The root cause was when Intel finally upgraded its legacy, 36-bit platform addressing limitation at the i486-designed, i686-extended TLB (Translation Lookside Buffer) from 1989, to 38-bit/256GiB support in 2008, they had all sorts of issues maintaining coherency between sockets. AMD had gone 40-bit/1TiB EV6 (from the Alpha -- again, AMD really was way ahead of Intel, thanx to the API acquisition) with the original 32-bit Athlon, and learned a lot with the Athlon MP (multiprocessor), which then was directly applied to the Opteron and its HyperTransport design. Bam! By 2004, AMD had addressed everything from a 1TiB+ RAM capable TLB to a full, complete I/O MMU, in the Opteron from the get-go.
Intel didn't and not until the 2nd revision of the i-series in the '10s, well over a half-decade later, including the I/O MMU on the new QuickPath Interconnect (QPI) implementations.
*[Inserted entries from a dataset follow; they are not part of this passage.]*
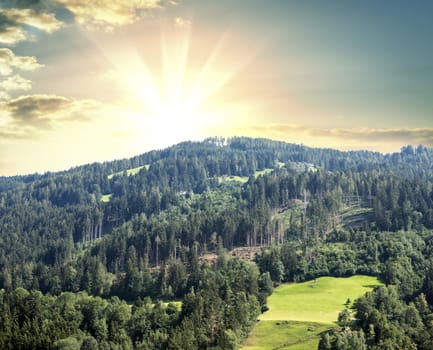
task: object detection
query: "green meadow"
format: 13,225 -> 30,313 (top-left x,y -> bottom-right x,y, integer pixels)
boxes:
242,276 -> 381,350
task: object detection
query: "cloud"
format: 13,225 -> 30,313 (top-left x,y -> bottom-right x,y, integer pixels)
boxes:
0,48 -> 43,75
0,90 -> 10,101
223,124 -> 433,152
0,8 -> 63,44
0,74 -> 32,92
57,0 -> 163,31
174,17 -> 191,27
0,95 -> 101,134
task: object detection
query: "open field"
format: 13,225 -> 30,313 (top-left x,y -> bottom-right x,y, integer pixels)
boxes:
242,321 -> 334,350
242,276 -> 381,350
260,276 -> 381,323
108,164 -> 150,179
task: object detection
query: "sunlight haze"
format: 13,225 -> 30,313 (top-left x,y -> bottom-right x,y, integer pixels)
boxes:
0,0 -> 433,175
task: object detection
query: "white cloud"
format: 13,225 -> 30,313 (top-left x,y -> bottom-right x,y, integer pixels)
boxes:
0,8 -> 63,44
174,17 -> 191,27
0,95 -> 101,133
0,74 -> 32,92
0,48 -> 43,75
219,124 -> 433,152
57,0 -> 162,31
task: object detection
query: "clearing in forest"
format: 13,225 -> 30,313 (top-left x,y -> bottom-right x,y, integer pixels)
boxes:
242,275 -> 382,350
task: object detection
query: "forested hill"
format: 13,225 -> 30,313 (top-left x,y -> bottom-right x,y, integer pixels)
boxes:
0,137 -> 433,349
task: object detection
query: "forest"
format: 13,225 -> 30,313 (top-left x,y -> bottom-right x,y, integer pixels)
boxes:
0,137 -> 433,349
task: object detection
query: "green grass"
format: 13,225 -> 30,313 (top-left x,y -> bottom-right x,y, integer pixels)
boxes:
218,167 -> 276,184
242,276 -> 382,350
260,276 -> 381,324
108,164 -> 150,180
218,176 -> 248,183
101,193 -> 112,203
242,321 -> 333,350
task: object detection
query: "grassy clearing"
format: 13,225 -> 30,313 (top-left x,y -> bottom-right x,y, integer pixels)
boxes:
108,164 -> 150,180
101,193 -> 112,203
242,276 -> 382,350
218,167 -> 276,184
242,321 -> 332,350
260,276 -> 382,324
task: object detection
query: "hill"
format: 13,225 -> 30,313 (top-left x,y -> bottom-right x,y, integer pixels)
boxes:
0,137 -> 433,348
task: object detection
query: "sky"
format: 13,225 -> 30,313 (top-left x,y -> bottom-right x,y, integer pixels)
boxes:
0,0 -> 433,176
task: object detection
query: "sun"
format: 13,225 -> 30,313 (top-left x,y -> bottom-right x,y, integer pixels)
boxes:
93,18 -> 257,144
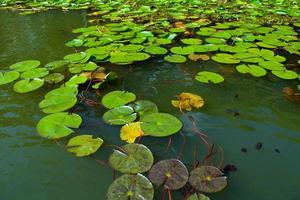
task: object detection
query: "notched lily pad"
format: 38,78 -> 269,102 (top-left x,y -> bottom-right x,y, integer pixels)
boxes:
148,159 -> 189,190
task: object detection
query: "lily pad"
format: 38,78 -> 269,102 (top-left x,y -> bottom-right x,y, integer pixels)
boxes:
164,55 -> 186,63
272,70 -> 298,80
195,71 -> 224,83
141,113 -> 182,137
148,159 -> 189,190
14,78 -> 44,93
37,112 -> 82,139
103,106 -> 137,125
107,174 -> 154,200
109,143 -> 154,174
66,135 -> 103,157
0,71 -> 20,85
9,60 -> 41,72
189,166 -> 227,193
101,90 -> 136,109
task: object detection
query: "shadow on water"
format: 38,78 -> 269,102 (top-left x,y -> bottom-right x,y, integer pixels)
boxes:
0,11 -> 300,200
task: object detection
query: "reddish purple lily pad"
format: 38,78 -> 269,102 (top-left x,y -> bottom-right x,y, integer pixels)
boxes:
148,159 -> 189,190
189,166 -> 227,193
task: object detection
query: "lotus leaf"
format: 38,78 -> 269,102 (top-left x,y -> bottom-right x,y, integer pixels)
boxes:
66,135 -> 103,157
141,113 -> 182,137
0,71 -> 20,85
9,60 -> 41,72
107,174 -> 154,200
14,78 -> 44,93
109,143 -> 154,174
195,71 -> 224,83
103,106 -> 137,125
101,90 -> 136,109
148,159 -> 189,190
37,112 -> 82,139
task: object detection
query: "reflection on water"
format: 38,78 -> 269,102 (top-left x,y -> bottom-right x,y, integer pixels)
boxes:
0,11 -> 300,200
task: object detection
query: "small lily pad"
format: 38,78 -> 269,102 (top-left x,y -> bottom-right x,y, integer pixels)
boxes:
66,135 -> 103,157
37,112 -> 82,139
148,159 -> 189,190
101,90 -> 136,109
141,113 -> 182,137
0,71 -> 20,85
109,143 -> 154,174
189,166 -> 227,193
107,174 -> 154,200
195,71 -> 224,83
9,60 -> 41,72
103,106 -> 137,125
14,78 -> 44,93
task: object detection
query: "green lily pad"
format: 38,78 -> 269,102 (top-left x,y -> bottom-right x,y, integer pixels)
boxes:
20,68 -> 49,79
211,53 -> 240,64
103,106 -> 137,125
109,143 -> 154,174
189,166 -> 227,193
37,112 -> 82,139
39,86 -> 78,113
130,100 -> 158,117
0,71 -> 20,85
9,60 -> 41,72
148,159 -> 189,190
14,78 -> 44,93
170,46 -> 195,55
164,55 -> 186,63
144,45 -> 168,55
107,174 -> 154,200
272,70 -> 298,80
44,73 -> 65,84
195,71 -> 224,83
141,113 -> 182,137
66,135 -> 103,157
101,90 -> 136,109
236,65 -> 267,77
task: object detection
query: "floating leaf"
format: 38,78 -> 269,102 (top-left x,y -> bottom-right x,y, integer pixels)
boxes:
195,71 -> 224,83
103,106 -> 137,125
141,113 -> 182,137
14,78 -> 44,93
101,90 -> 136,109
9,60 -> 41,72
148,159 -> 189,190
109,143 -> 154,174
107,174 -> 154,200
0,71 -> 20,85
171,92 -> 204,111
120,122 -> 144,143
37,112 -> 82,139
66,135 -> 103,157
189,166 -> 227,193
272,70 -> 298,80
164,55 -> 186,63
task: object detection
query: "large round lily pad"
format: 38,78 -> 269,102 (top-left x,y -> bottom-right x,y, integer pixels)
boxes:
107,174 -> 154,200
148,159 -> 189,190
14,78 -> 44,93
189,166 -> 227,193
103,106 -> 137,125
109,143 -> 153,174
9,60 -> 41,72
0,71 -> 20,85
101,90 -> 136,109
66,135 -> 103,157
141,113 -> 182,137
37,112 -> 82,139
195,71 -> 224,83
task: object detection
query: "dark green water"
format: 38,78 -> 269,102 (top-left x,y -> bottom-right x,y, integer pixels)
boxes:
0,11 -> 300,200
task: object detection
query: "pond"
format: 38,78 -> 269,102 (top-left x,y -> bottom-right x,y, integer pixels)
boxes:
0,10 -> 300,200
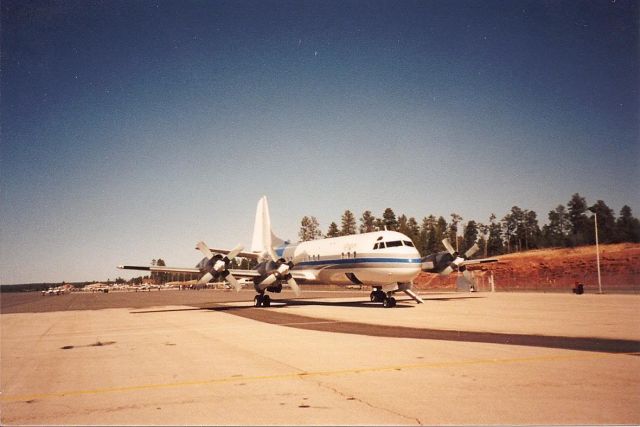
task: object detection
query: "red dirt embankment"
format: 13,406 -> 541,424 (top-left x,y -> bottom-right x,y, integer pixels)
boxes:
415,243 -> 640,293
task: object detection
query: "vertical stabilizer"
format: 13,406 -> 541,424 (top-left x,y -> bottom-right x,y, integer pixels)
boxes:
251,196 -> 284,253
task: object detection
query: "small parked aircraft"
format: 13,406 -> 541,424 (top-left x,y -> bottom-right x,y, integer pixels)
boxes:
118,196 -> 497,307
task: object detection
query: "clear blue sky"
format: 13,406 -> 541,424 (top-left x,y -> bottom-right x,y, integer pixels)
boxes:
0,0 -> 640,284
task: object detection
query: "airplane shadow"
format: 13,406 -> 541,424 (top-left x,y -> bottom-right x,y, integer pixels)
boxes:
131,296 -> 486,314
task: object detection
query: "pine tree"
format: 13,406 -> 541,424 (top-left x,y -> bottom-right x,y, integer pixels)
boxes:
360,211 -> 376,233
542,205 -> 571,247
589,200 -> 617,243
382,208 -> 398,231
460,220 -> 478,253
340,209 -> 356,236
327,222 -> 340,237
567,193 -> 593,246
487,213 -> 504,256
434,216 -> 447,252
298,216 -> 322,242
616,205 -> 640,243
447,212 -> 462,251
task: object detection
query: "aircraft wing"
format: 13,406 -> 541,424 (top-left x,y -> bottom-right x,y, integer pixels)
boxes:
460,258 -> 498,265
118,265 -> 200,273
196,247 -> 260,259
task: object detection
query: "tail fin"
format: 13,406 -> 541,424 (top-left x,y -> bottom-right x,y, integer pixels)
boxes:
251,196 -> 284,253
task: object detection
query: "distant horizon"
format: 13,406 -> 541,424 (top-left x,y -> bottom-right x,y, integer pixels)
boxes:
0,0 -> 640,283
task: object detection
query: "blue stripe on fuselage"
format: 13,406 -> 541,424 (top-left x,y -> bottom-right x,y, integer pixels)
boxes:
296,258 -> 421,267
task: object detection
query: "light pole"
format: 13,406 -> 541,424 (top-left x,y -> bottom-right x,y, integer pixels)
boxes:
593,212 -> 602,294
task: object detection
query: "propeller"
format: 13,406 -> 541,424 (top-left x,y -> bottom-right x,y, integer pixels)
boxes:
196,242 -> 244,292
260,228 -> 300,296
260,258 -> 300,296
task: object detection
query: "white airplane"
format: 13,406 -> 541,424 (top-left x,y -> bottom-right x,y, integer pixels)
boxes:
118,196 -> 496,307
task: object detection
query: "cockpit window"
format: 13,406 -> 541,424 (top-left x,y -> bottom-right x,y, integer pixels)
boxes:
373,242 -> 385,250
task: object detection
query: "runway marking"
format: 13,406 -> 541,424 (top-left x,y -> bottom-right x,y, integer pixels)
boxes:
0,352 -> 640,402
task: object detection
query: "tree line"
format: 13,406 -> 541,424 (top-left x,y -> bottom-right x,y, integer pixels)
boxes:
298,193 -> 640,257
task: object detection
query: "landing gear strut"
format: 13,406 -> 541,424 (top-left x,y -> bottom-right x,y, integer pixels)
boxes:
369,288 -> 396,308
253,294 -> 271,307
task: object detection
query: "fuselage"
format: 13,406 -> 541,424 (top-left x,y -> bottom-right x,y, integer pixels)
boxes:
276,231 -> 421,286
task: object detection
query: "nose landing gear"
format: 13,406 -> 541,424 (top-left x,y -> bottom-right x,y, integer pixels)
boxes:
253,294 -> 271,307
369,288 -> 396,308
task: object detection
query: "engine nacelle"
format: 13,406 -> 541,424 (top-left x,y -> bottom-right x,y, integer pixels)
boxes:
267,283 -> 282,294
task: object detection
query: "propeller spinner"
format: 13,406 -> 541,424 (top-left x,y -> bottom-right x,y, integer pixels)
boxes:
196,242 -> 244,292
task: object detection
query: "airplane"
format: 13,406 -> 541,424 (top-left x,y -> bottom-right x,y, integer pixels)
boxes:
118,196 -> 497,307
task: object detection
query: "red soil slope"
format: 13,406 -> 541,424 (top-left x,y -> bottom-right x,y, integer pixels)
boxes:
415,243 -> 640,293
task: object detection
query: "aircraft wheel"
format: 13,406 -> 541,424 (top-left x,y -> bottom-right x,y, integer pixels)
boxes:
253,295 -> 264,307
382,297 -> 396,308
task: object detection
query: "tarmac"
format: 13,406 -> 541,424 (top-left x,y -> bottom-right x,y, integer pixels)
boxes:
0,290 -> 640,425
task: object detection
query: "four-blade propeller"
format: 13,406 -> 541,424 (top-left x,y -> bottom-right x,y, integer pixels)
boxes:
196,242 -> 244,292
440,238 -> 480,286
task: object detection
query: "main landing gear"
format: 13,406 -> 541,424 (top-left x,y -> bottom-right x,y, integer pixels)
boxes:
253,294 -> 271,307
369,288 -> 396,308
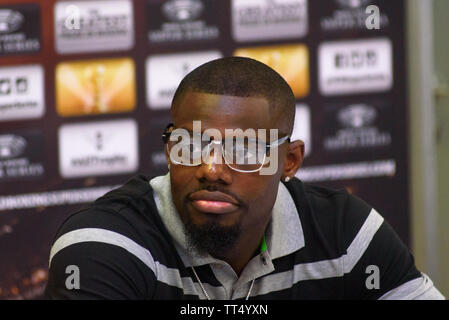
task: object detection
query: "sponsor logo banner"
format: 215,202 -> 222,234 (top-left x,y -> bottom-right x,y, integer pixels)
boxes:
55,0 -> 134,54
0,185 -> 120,211
323,102 -> 392,152
147,0 -> 222,43
0,65 -> 44,121
318,39 -> 393,95
0,4 -> 41,56
56,58 -> 136,117
59,119 -> 138,178
234,44 -> 310,98
320,0 -> 390,32
291,104 -> 312,156
0,130 -> 45,183
232,0 -> 308,41
296,159 -> 396,182
146,51 -> 222,109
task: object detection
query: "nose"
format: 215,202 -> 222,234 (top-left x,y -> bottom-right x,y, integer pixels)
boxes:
196,141 -> 232,184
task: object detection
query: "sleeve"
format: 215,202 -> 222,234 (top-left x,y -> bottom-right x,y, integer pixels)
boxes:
44,212 -> 156,300
343,197 -> 444,300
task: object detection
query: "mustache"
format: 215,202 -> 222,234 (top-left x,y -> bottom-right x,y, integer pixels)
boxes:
186,184 -> 246,207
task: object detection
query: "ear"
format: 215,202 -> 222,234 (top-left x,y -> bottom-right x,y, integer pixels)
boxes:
282,140 -> 304,180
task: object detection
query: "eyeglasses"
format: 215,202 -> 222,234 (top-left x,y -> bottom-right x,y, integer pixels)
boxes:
162,123 -> 290,173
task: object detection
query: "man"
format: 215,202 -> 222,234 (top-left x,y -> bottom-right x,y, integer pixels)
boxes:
46,57 -> 444,299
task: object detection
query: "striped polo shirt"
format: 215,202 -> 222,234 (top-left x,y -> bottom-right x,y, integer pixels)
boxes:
45,173 -> 444,300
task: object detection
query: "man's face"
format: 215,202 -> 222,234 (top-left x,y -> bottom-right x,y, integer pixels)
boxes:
167,91 -> 287,255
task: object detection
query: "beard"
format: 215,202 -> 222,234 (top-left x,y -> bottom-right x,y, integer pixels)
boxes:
185,217 -> 240,257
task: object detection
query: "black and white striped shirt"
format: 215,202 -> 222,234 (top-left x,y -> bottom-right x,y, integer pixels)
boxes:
46,174 -> 444,300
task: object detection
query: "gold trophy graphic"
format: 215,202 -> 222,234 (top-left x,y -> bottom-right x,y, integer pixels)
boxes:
56,58 -> 136,117
234,44 -> 310,98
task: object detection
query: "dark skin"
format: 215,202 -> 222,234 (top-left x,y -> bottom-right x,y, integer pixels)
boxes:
166,91 -> 304,275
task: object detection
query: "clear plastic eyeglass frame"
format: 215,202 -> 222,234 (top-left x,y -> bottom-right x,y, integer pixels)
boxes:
162,124 -> 290,173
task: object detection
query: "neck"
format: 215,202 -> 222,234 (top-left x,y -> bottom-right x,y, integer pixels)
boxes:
213,228 -> 265,276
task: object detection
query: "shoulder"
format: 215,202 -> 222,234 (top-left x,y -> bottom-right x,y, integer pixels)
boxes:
286,178 -> 372,250
50,176 -> 170,272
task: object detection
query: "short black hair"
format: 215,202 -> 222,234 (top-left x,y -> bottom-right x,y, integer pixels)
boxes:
171,57 -> 296,135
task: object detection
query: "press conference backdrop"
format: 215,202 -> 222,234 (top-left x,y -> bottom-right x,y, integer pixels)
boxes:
0,0 -> 409,299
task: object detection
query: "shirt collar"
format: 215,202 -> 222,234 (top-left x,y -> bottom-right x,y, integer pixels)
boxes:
150,173 -> 305,267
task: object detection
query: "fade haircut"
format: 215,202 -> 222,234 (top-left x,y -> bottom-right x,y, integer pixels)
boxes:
171,57 -> 296,135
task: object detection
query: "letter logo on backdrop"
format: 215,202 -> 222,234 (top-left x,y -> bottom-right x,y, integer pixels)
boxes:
0,3 -> 41,56
231,0 -> 308,42
0,65 -> 45,121
54,0 -> 134,54
0,130 -> 45,183
318,38 -> 393,96
59,119 -> 139,178
147,0 -> 220,44
146,51 -> 222,109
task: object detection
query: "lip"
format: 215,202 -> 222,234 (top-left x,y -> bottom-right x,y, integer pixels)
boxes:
189,190 -> 239,214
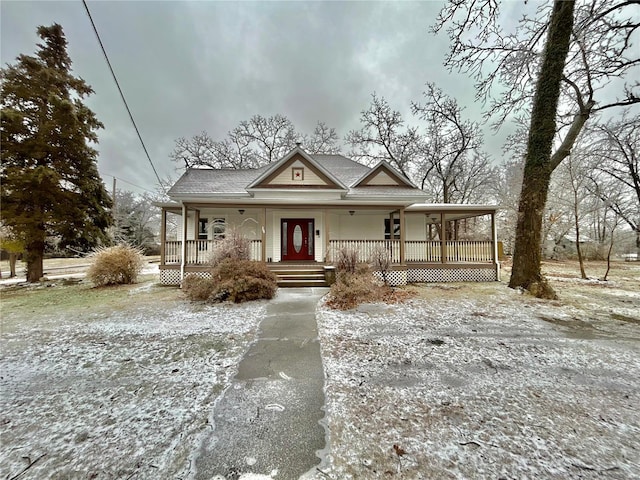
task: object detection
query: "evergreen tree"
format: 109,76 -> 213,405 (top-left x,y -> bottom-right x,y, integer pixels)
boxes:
0,24 -> 111,282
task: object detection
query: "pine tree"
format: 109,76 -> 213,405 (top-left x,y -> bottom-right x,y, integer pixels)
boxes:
0,24 -> 111,282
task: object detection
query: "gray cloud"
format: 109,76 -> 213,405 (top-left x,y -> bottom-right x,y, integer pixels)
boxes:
0,1 -> 510,195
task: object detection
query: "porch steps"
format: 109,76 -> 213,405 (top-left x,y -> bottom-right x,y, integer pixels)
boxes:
271,266 -> 327,288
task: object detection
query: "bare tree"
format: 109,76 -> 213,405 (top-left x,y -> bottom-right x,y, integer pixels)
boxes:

Again, most people don't see these because they are multi-socket considerations, although multi-core if QPI is in the same socket (e.g., 14-18 core E5 processors). It's why we preferred AMD until the i-series Core processors.
Furthermore, when AMD has a similar issue when they bumped the TLB to support the full limits of the x86-64 'Long Mode' design (which is limited to 48-bit/256TiB, or 52-bit/4PiB paging), they decided to hold off on releasing the multi-socket versions. The IT enthusiast sites lambasted AMD for this, but they never knew about Intel's massive screw up.
Ironically, it was those of us doing cutting-edge, high speed trading applications on Linux that saved a lot of even the Windows Server world from the same fate with Intel's original 'Core' Nehalem designs.